Cats were first domesticated about 10,000 years ago, in a crucial time for humans: we were just beginning to practise settled agriculture. That’s a lot later than the domestication of dogs, which is said to have begun about 23,000 years ago, when humans were still nomads and cave-dwellers.
Dogs were all the friend humans needed in those early years: a loyal beast to guard a cave or campsite; help with hunts, herds and transport; sound the alarm; and protect the young and infirm. The shift from a nomadic life to agriculture, however, meant that rodents became a menacing threat. How was one to protect the fields, the stores, the produce? Wild cats first stalked into human settlements at this stage, hunting the pests that were their natural prey, says a study on the genetic diversity of modern cat populations, published in the journal Nature in November.
The earliest domestication occurred in many patches of early human civilisation, from the Yangtze Plain in China to the Indus Valley in the Indian subcontinent.

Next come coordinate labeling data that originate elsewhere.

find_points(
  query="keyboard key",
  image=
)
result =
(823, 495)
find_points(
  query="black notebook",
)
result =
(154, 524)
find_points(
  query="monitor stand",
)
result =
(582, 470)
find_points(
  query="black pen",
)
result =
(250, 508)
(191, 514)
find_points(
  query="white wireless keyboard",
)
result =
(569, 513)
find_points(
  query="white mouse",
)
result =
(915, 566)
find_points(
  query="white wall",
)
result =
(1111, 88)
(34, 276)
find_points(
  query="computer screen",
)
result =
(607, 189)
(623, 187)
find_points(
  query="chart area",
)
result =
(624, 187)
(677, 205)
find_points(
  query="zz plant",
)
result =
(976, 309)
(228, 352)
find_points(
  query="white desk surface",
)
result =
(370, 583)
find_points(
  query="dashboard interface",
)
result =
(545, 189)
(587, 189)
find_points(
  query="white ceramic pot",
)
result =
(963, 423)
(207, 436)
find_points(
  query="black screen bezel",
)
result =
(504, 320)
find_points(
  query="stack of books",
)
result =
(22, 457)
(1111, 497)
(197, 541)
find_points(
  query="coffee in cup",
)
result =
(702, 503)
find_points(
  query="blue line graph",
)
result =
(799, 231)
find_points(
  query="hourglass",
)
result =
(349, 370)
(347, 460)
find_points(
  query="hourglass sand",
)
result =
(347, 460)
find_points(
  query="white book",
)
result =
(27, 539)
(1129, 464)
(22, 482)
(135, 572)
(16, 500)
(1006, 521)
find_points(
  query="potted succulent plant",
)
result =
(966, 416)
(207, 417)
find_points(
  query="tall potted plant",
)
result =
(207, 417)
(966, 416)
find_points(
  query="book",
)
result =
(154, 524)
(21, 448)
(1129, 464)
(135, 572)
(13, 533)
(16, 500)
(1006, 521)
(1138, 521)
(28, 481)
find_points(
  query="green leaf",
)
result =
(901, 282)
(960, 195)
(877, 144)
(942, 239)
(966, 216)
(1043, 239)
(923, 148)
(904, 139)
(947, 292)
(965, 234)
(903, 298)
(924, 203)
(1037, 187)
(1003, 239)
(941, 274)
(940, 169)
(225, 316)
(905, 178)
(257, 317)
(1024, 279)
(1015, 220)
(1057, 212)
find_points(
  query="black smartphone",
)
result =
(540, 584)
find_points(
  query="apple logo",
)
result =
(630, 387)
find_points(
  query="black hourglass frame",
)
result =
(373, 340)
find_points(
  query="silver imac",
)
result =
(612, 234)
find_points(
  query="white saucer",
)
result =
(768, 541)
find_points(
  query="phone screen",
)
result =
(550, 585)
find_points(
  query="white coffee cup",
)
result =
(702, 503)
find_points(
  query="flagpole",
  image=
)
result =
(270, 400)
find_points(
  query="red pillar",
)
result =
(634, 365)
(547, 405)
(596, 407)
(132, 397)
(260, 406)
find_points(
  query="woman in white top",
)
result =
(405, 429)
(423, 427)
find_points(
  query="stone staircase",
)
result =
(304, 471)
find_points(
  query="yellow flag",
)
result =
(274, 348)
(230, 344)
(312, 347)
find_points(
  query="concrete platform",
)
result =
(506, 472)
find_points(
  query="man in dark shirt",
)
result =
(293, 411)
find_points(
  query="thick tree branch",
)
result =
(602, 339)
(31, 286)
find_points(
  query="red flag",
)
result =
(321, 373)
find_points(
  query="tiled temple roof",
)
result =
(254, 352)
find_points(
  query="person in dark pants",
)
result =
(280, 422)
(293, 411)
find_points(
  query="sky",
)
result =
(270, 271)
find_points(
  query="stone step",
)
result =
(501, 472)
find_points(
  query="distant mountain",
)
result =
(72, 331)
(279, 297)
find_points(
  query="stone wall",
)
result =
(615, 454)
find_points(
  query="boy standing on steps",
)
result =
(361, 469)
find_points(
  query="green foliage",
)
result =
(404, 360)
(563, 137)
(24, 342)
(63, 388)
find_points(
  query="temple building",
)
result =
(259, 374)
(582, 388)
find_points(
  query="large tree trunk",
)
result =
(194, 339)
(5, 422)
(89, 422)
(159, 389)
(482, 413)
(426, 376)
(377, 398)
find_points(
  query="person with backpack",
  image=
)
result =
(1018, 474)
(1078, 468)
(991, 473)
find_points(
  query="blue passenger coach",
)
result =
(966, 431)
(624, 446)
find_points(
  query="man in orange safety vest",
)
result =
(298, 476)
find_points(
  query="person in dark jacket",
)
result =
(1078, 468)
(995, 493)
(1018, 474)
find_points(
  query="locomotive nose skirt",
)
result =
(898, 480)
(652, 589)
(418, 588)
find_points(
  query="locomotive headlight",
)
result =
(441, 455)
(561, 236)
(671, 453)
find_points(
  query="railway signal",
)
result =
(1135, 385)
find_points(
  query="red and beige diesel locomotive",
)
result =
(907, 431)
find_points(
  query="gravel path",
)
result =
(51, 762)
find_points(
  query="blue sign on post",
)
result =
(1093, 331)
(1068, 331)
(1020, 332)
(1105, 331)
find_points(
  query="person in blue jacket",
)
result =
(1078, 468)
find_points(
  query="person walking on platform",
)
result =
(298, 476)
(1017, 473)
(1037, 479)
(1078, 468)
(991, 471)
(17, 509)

For the study, feline geneticist Leslie A Lyons of the University of Missouri College of Veterinary Medicine, analysed over 200 genetic markers and mutations across 1,000 cats, looking for clues to the origins of today’s domestic felines. The genetic strain, she found, can be traced to origins in the Mediterranean Basin (which includes parts of modern-day Israel, Palestine, Jordan, Iraq, Iran and Turkey).
As agrarian societies developed, domesticated cats spread. By 5,000 BCE, they had found a place in temple carvings and pharaohs’ tombs in Egypt. Thousands of years later, they found pride of place on ships, where they were vital in their role of pest-destroyers.
They travelled widely with explorers, missionaries and imperialists and, as a result, domestic cats in Australia, the Americas and African countries such as Tunisia and Kenya bear strong genetic links with strains from Western Europe, Lyons found. (Cats in India and Sri Lanka were found to have a much more mixed ancestry, suggesting that their ancestors had also roamed the land and maritime Silk Road routes.)
Today, cats continue to hunt; come and go as they please; fend for themselves. “Unlike dogs and other domesticated animals, we haven’t really changed the behaviours of cats that much during the domestication process,” says Lyons, in an MU release.
Perhaps that’s where it comes from, then, that innate sense cats seem to have, that you need them more than they’ve ever needed you.